Where to get a policy
Below are the services through which travelers most often get insurance for Albania. Whichever option you choose, check that the policy fits your trip: a comfortable coverage limit for the entire stay, ideally a policy in English, and accident insurance included (basic plans often don’t have it — it’s added as a separate option). Prices depend on age, duration, and the coverage set, so we give only guidelines, without exact amounts.
EKTA
a working option for everyone, including citizens of Ukraine
Online insurance paid by card from anywhere in the world; the policy arrives by email. Coverage is easy to adjust, and the limit can be raised well above the level most travelers need. Check the provider’s terms and registration before buying.
Sign up on the service’s website. Before buying, verify the current terms and rate.
SafetyWing (Nomad Insurance)
for digital nomads and long trips
Subscription insurance billed monthly — convenient for those who live in Albania or travel for a long time and don’t want to buy a policy for a fixed period. Suits a relocation and wintering scenario. The service has changed its terms and rates — verify the current ones before buying.
Sign up on the service’s website. Before buying, verify the current terms and rate.
Cherehapa, Polis812
aggregators for citizens of Russia
Comparison services: they show offers from several insurers at once and help you pick a policy for the limit and duration you need. Handy when you want to compare terms in one place; the set of insurers and the service’s availability change over time — go by the current list on the service itself.
Sign up on the service’s website. Before buying, verify the current terms and rate.
Local Albanian insurers
companies based in Albania
Albanian companies issue policies on the spot, often with English-language documents. This can be a convenient option if you want a policy that fits local rules and is easy to use with a local clinic — compare the coverage and terms with the international services above.
Sign up on the service’s website. Before buying, verify the current terms and rate.
What’s important to keep in mind
- Check that the policy includes accident insurance. A solid travel policy is a “health and accident” one, and in basic medical plans an accident often comes as a separate option: medical coverage alone may not be enough.
- Citizens of Ukraine find it more convenient to get a policy through EKTA or Ukrainian services (for example, Green Travel, Finance.ua).
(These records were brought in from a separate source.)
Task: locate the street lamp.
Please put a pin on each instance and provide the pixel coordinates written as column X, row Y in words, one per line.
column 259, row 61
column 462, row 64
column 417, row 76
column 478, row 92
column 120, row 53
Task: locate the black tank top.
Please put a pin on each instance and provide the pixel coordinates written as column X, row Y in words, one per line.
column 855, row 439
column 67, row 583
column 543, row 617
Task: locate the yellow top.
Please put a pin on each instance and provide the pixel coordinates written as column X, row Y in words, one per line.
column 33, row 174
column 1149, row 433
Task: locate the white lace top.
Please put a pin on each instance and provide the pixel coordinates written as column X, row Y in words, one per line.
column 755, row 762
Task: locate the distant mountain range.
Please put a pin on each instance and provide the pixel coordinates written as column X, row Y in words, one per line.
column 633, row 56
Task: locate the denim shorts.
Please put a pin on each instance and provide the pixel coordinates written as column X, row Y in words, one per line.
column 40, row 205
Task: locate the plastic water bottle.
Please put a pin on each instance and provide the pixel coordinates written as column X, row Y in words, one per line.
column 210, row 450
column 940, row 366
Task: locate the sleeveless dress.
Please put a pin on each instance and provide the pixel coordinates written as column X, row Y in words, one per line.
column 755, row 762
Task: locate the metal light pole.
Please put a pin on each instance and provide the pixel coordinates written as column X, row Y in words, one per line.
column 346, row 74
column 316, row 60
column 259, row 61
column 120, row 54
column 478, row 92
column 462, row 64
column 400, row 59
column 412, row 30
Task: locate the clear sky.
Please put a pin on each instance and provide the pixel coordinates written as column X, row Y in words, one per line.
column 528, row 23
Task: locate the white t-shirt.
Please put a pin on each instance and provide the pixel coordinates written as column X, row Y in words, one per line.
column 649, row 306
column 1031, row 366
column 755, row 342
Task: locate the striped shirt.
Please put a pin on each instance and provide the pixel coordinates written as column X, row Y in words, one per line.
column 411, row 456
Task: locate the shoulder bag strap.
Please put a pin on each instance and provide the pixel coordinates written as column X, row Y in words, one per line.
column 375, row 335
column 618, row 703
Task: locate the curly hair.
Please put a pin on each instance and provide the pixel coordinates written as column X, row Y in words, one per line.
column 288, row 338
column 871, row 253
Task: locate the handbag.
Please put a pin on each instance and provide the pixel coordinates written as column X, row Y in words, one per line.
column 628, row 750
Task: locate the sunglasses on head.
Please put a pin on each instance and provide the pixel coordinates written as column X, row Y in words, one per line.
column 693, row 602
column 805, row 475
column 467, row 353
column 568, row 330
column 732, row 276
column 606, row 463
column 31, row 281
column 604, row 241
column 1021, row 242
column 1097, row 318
This is a practical recommendation based on service availability, not a ban: “Russian insurance is banned for Ukrainians” is an unconfirmed claim, and we don’t present it as a rule.
- Buy the policy before entering Albania: some services have a 5–7 day “waiting period” — the insurance doesn’t take effect immediately after payment.
- Visa-free entry does not replace insurance: these are different things, and being allowed in without a visa doesn’t mean your medical costs are covered.
- Car rental insurance is a separate matter. A medical policy doesn’t cover damage to the car: for the rental you need your own insurance (CDW / collision), which is arranged together with the rental.
What to do in case of a claim
- Keep your insurer’s assistance service contact (usually a 24/7 phone line or app) — it’s listed in your policy. Save it to your phone before the trip.
- If you fall ill or get injured, call the assistance service first whenever possible: many policies require treatment to be pre-authorised. If you go to a clinic without it, the costs may not be reimbursed.
- Keep all documents: bills and payment receipts, discharge notes, diagnoses, referrals and prescriptions. Without supporting documents, reimbursement is difficult.
- Check how your policy works: the insurer either pays the clinic directly (direct billing) or you pay yourself and are reimbursed later against your receipts.
- Respect the deadline for filing a claim — it’s stated in your policy terms. Don’t delay: late claims are often rejected.
- Albania uses the European emergency number 112 (ambulance, police, rescue). In a serious situation, call for help first and sort things out with the insurer afterwards.